Australia is one of the largest carbon emitters on a per capita basis due to its reliance on coal-fired power plants, and critics say the move will do little to bring it in line with ambitious targets set by the United States and European Union.
Mr Abbott, who has resisted environmental regulations that he says could endanger economic growth, is already facing criticism for his strong support for the coal industry and for scrapping an ambitious carbon tax and emissions trading plan last year.
Australia is currently aiming to reduce emissions by 5 per cent by 2020, based on the level of emissions in 2000.
Critics accused Mr Abbott of gaming the system by choosing 2005 instead of 2000 for the new benchmark. 2005 was an historically high year for emissions.
The government's independent expert body, the Climate Change Authority, said last month that Australia needed to reduce emissions by 40 per cent to 60 per cent of 2000 levels by 2030 if it was going to meet an international agreement to limit global warming to two degrees Celsius over pre-industrial levels.
The new target was out of step with the independent expert, targets set by other developed economies and the international consensus, the Australian Conservation Foundation (ACF) said.

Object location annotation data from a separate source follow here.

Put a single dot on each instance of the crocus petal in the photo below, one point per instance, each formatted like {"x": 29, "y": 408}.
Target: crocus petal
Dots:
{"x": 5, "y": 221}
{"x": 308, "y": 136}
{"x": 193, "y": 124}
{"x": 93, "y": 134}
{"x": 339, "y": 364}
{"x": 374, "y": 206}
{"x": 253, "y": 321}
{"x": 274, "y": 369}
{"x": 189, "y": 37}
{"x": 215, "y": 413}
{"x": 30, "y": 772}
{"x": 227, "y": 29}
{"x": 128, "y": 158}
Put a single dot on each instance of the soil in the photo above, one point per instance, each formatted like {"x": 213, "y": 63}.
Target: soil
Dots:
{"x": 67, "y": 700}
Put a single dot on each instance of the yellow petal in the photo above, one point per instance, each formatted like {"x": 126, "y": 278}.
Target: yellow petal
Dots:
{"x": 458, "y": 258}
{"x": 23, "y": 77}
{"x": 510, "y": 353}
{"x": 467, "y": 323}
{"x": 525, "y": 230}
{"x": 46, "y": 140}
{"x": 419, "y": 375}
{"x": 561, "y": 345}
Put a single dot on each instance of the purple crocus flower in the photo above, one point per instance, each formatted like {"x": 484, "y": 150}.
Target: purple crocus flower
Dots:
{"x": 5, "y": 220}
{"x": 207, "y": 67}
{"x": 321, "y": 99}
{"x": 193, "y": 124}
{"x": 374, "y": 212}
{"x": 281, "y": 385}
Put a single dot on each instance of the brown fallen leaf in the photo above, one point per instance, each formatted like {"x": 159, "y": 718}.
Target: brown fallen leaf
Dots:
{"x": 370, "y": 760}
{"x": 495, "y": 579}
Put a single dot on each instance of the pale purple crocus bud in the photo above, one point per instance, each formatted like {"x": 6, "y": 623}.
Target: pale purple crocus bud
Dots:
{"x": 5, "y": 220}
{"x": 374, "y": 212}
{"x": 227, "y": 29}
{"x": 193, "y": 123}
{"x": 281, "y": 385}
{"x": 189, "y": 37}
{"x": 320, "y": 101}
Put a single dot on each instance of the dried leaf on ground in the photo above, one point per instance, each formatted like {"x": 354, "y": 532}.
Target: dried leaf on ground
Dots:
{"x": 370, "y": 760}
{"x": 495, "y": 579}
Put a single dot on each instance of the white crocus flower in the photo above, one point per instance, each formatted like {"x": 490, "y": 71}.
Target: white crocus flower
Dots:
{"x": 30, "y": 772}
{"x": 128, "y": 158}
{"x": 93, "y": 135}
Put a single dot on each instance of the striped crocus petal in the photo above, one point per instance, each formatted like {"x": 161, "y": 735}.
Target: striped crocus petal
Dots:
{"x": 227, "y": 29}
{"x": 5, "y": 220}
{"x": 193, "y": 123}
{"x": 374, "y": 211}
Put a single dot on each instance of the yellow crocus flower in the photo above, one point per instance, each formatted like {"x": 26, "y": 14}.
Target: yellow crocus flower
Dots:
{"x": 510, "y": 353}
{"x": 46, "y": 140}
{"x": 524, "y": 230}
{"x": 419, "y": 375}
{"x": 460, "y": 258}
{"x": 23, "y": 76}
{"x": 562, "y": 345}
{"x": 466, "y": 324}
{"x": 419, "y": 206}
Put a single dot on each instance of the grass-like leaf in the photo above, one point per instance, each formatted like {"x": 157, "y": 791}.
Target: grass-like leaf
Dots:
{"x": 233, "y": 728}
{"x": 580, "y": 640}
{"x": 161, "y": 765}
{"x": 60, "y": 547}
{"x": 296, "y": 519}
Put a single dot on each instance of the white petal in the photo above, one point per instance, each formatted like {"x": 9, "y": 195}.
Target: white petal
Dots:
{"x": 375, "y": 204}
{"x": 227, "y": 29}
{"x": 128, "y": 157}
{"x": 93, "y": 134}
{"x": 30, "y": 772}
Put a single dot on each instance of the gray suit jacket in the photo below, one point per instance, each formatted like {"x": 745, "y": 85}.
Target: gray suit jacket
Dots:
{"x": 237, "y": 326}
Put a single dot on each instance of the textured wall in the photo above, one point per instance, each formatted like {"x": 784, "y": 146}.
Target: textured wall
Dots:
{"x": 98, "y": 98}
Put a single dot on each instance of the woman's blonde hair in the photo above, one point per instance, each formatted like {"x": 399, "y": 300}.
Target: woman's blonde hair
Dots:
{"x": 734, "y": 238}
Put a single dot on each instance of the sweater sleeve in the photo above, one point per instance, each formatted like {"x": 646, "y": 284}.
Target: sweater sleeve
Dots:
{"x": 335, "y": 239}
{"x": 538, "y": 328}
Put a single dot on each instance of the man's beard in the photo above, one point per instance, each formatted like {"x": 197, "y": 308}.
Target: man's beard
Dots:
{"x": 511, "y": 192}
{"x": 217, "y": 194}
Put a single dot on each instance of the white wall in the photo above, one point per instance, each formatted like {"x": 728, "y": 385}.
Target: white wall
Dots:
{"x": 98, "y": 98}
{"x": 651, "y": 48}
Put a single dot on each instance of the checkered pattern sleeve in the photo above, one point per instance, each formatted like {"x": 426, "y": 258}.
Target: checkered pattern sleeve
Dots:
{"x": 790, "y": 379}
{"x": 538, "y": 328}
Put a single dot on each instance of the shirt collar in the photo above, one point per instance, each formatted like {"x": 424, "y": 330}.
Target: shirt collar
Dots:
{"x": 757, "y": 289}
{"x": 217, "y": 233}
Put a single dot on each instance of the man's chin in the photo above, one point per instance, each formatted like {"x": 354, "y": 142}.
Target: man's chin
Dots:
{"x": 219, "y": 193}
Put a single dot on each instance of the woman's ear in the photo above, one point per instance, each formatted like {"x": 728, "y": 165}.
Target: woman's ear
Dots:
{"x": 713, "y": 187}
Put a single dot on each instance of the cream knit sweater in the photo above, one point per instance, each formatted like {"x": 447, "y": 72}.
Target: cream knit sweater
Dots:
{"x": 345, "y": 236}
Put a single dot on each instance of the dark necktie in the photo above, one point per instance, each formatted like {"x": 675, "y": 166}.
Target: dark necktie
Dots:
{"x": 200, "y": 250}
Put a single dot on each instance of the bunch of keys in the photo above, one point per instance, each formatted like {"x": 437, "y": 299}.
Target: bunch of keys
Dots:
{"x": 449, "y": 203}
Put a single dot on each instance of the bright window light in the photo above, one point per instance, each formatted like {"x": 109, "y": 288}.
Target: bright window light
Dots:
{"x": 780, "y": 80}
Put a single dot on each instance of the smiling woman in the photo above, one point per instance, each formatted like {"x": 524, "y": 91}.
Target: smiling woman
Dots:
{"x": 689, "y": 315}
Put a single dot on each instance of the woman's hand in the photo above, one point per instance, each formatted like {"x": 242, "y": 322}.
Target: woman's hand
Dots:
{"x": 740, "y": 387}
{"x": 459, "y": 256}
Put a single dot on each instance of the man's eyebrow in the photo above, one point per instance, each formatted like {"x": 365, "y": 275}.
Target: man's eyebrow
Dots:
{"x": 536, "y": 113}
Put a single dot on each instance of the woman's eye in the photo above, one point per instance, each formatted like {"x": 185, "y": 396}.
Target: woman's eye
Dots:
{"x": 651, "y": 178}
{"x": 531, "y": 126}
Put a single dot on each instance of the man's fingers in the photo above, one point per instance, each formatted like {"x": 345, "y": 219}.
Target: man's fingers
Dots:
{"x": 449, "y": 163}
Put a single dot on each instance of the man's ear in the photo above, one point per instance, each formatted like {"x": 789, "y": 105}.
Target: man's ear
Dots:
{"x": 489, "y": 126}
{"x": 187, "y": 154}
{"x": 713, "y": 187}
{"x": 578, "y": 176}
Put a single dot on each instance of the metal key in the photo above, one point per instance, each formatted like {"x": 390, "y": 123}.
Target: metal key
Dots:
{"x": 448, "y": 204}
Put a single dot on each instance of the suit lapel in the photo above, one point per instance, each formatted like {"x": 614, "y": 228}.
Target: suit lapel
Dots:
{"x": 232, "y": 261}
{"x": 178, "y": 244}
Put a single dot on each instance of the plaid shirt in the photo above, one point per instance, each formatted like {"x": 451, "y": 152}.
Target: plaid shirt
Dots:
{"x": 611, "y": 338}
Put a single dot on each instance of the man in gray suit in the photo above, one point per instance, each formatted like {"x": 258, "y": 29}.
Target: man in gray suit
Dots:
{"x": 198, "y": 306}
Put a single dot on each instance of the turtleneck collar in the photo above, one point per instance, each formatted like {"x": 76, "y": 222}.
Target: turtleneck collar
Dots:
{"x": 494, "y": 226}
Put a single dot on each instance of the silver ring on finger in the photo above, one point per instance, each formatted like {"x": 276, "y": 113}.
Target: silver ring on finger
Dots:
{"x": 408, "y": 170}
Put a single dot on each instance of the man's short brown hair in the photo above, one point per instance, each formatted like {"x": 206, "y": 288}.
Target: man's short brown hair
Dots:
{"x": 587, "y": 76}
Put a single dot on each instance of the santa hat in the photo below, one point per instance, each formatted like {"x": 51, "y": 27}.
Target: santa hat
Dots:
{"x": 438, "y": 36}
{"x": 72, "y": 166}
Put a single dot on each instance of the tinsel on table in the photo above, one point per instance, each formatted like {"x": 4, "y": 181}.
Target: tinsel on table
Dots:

"It's a defeatist target that shows no faith in the ability of Australians to adapt, innovate and make the transition to a clean economy," ACF head Kelly O'Shanassy said in a statement.
A poll released last week by the Climate Institute think-tank showed 63 per cent of Australians wanted more action on climate change, up six percentage points from 2014.

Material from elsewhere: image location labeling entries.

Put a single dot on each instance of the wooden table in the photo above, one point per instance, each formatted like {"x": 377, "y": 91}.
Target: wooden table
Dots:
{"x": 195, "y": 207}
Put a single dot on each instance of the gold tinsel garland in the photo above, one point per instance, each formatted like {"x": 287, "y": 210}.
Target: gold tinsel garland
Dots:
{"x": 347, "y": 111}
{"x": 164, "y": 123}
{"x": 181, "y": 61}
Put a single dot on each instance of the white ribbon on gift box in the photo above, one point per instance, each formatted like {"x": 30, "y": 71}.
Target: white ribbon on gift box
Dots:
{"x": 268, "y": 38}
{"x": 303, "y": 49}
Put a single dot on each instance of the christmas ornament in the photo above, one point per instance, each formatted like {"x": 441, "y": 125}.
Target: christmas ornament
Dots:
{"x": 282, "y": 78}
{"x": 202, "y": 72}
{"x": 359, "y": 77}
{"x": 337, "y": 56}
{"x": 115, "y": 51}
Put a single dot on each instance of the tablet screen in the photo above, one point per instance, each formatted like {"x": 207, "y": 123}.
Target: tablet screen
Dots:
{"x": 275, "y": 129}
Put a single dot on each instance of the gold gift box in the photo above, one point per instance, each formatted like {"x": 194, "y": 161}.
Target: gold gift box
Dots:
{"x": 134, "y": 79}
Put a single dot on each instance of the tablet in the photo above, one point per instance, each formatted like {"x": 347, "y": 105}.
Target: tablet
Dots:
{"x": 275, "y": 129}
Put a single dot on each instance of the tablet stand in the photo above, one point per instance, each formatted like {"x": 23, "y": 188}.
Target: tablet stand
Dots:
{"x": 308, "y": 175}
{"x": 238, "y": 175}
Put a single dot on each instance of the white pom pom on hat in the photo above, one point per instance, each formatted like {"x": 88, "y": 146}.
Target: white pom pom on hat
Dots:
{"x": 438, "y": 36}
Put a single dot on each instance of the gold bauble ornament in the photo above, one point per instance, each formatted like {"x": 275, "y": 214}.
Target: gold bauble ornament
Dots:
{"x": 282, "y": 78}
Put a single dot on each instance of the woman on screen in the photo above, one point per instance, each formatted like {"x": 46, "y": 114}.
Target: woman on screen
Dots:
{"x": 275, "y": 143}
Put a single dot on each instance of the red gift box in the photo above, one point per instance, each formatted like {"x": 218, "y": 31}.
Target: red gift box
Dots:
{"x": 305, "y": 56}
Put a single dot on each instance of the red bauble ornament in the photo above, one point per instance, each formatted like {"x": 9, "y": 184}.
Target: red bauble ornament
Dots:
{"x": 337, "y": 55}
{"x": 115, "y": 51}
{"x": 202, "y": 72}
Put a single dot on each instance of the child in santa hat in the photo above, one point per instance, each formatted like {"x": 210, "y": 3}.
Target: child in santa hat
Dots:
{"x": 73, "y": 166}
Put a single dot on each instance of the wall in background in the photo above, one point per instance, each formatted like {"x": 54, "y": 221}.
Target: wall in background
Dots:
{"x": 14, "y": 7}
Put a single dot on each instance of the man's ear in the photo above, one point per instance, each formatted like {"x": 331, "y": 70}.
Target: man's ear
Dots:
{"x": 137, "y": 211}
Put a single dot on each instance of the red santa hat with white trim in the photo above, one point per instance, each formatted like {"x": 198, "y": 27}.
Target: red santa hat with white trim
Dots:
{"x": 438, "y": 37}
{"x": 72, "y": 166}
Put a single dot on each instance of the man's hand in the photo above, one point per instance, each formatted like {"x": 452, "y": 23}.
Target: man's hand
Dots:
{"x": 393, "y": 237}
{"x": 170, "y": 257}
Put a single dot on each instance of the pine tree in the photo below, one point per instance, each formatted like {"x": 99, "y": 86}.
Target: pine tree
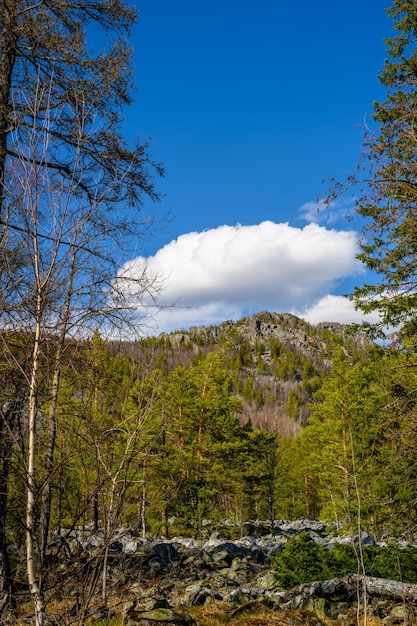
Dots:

Australia's main opposition Labor Party has seized on the shift in public opinion, pledging last month to reinstate the emissions trading scheme and raise the level of energy generated by renewable sources to 50 per cent by 2030.
"Tony Abbott is stuck in the 19th century economy and he is robbing this country of its potential," opposition Greens Party Senator Larrisa Waters said in a statement.
The announcement sparked strong criticism from environmental groups and opposition politicians, who said that the target lagged far behind those announced by other advanced economies.
Mr Abbott's Cabinet agreed on the target in a meeting overnight, The Australian newspaper reported, citing unnamed sources. The level is far below recommendations by its own Climate Change Authority.
The Cabinet room decision was put to the wider party room of the ruling conservative Liberal and National Party coalition on Tuesday.
Speaking ahead of the meeting, Finance Minister Mathias Cormann said the government wanted policies that would not harm Australia's economic growth.
"It is very important for us to make a strong and responsible contribution to global efforts to reduce emissions, but one which does not detract from our economic prosperity moving forward," Mr Cormann said.
Mr Abbott is a strong supporter of the coal industry and last year scrapped a carbon tax and an emissions trading plan, arguing they would burden industry.
The Australian leader has also cut the country's renewable energy target and abolished the Climate Commission, a body to provide public information on the effects of global warming.
Last month, he came under fire from the opposition and investors after ordering the government's A$10 billion (S$10.2 billion) Clean Energy Finance Corporation (CEFC) to stop investing in wind and solar power.
The Climate Change Authority said last month that Australia needed to reduce emissions by 40 per cent to 60 per cent by 2030, based on the level of emissions from the year 2000, if it was going to meet an international agreement to limit global warming to 2 deg C over pre-industrial levels.